Con ella he compartido momentos por tierra, mar y aire. En cárceles y en sets cinematográficos. Con risas y con lástimas. En Nueva York y en Martos. Ella me regaló mi primer bestseller editorial, “Cuando Dios aprieta ahoga pero bien”, cuyos beneficios compartidos le supusieron, contra todo pronóstico, un éxito muy negativo. El día de la presentación le quedaba tan sólo un diente en la encía de arriba y pocos más en la de abajo. Estaba a base de purés y zumos. Con los primeros beneficios editoriales se hizo una dentadura. Nada más colocársela supimos que mejoraría en las fotos pero que apenas se la entendía al hablar. ¿Problema? Que acabábamos de ficharla en el programa de M-80 y una locutora que no vocaliza resulta difícil de mantener en nómina en una radio, por mucho que tú le expliques su gran valía a Polanco. Pero pasó lo que tenía que pasar. En Castellón se acercó a una zapatería, le echó, según ella, cola de caballo a las muelas postizas y aquello quedó encajado de tal forma que no se volvió a escapar un silbido. Sus impecables críticas cinematográficas están ahí para corroborarlo.

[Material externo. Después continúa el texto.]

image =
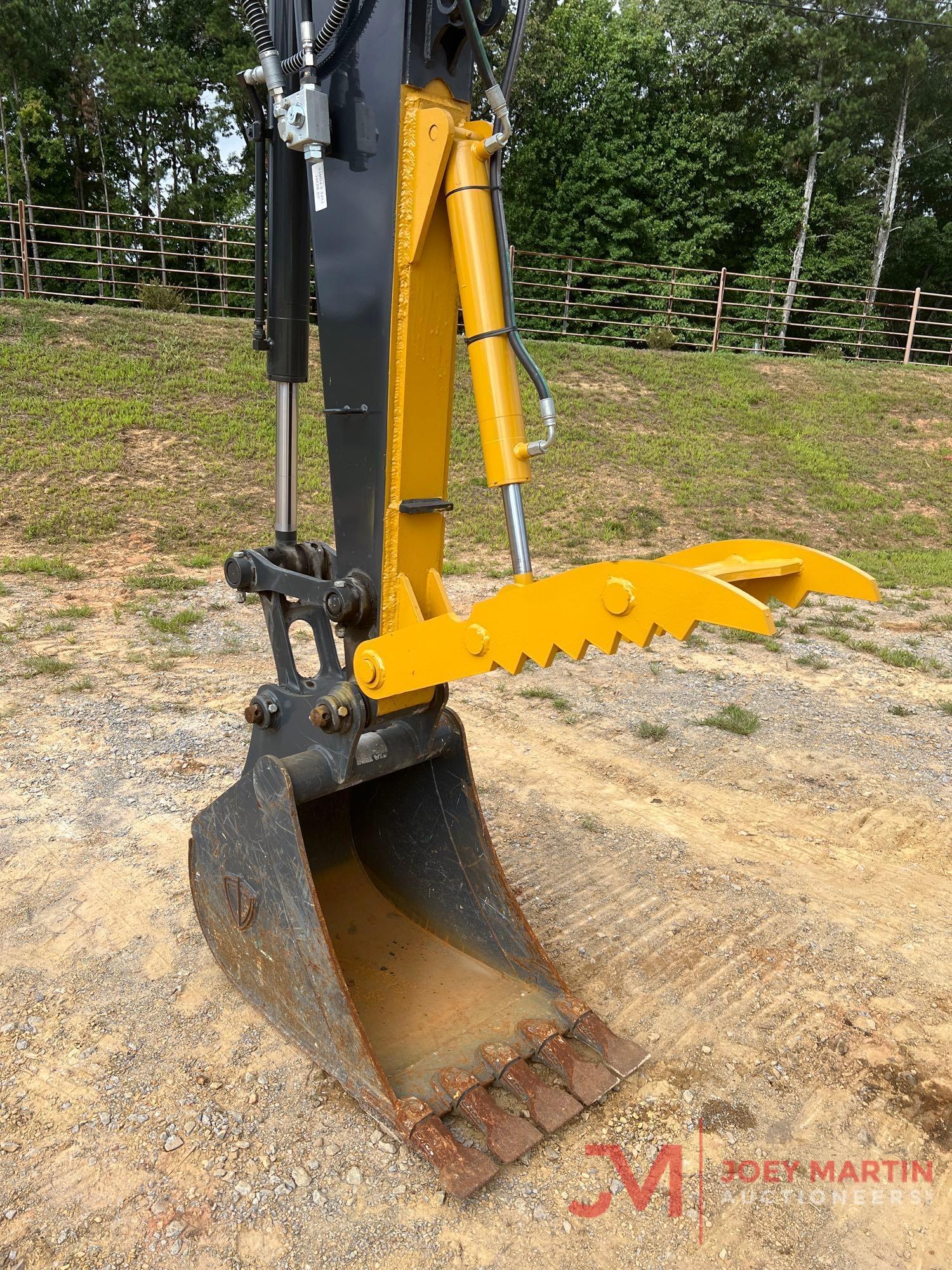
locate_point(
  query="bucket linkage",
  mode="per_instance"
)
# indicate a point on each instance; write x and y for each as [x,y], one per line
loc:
[351,891]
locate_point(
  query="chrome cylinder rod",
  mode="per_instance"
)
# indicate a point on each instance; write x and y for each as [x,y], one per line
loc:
[286,464]
[516,529]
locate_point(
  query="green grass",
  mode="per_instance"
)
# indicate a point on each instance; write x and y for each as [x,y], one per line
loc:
[159,581]
[737,719]
[830,454]
[903,658]
[178,624]
[53,568]
[546,695]
[45,664]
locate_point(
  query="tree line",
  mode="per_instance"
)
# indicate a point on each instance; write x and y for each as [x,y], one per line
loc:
[764,137]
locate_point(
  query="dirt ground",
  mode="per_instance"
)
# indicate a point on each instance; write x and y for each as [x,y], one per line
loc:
[770,915]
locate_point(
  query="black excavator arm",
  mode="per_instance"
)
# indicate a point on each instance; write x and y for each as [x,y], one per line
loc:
[347,883]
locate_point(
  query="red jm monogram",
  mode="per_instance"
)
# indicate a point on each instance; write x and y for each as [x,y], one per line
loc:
[668,1158]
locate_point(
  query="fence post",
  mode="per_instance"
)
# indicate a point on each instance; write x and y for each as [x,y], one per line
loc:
[720,309]
[100,256]
[224,264]
[568,294]
[767,318]
[25,258]
[912,326]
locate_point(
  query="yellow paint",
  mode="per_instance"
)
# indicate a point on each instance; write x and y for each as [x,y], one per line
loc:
[422,359]
[604,605]
[781,570]
[496,382]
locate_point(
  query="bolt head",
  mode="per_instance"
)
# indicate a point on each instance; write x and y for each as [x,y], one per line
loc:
[477,639]
[369,669]
[322,717]
[619,598]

Luego me dio también las infinitas satisfacciones de la película, “Cándida”, que ningún productor – ni yo mismo – creímos que fuera capaz de sacar adelante. ¿Cómo habría de hacerlo? ¿Cómo aprenderse un papel protagonista sin saber leer y sin saber juntar en la escritura más que dos o tres letras? Hasta el rodaje ella siempre leía de oídas. Por poner un ejemplo ejemplizante, solía rememorar con frecuencia sus andanzas cuando elaboraba tortillas (como con patatas) en la Taberna de los Dos Gustos; un local que en realidad tenía un letrero que decía Bar Don Justo. Se conoce que lo que escuchaba entre líneas es lo que se aplicaba a la interpretación de los neones. Solía oír campanas, cierto… pero en el cine las redobló del todo. Y de qué manera.
Gracias a Cándida la vida me ha abierto puertas a lugares que, sin ella, nunca hubiera visitado; a sensaciones convulsas que, sin ella, nunca hubiera experimentado; a saltos de pantalla profesionales que, sin ella, nunca me hubiera atrevido a afrontar. La veo ahora, con sus 80 recién cumplidos, y se me antoja igual a la Cándida que conocí hace tantos años. ¿Extraño? No sé. Al final van a tener razón los neurocientíficos cuando afirman que el ojo humano solamente recoge del rostro que observamos dos datos: los ojos y la boca. Que el resto de la cara se lo imagina. Lo reconstruye con información que tenemos almacenada en el cerebro. Pues debe de ser eso. Que, como los ojos negros de Cándida siempre echan chispas; como sus labios permanecen siempre en cuarto creciente; siempre con una sonrisa colgante; nos centramos en ello y hacemos desaparecer de nuestro registro las marcas del tiempo que parecen no pasar nunca por ella.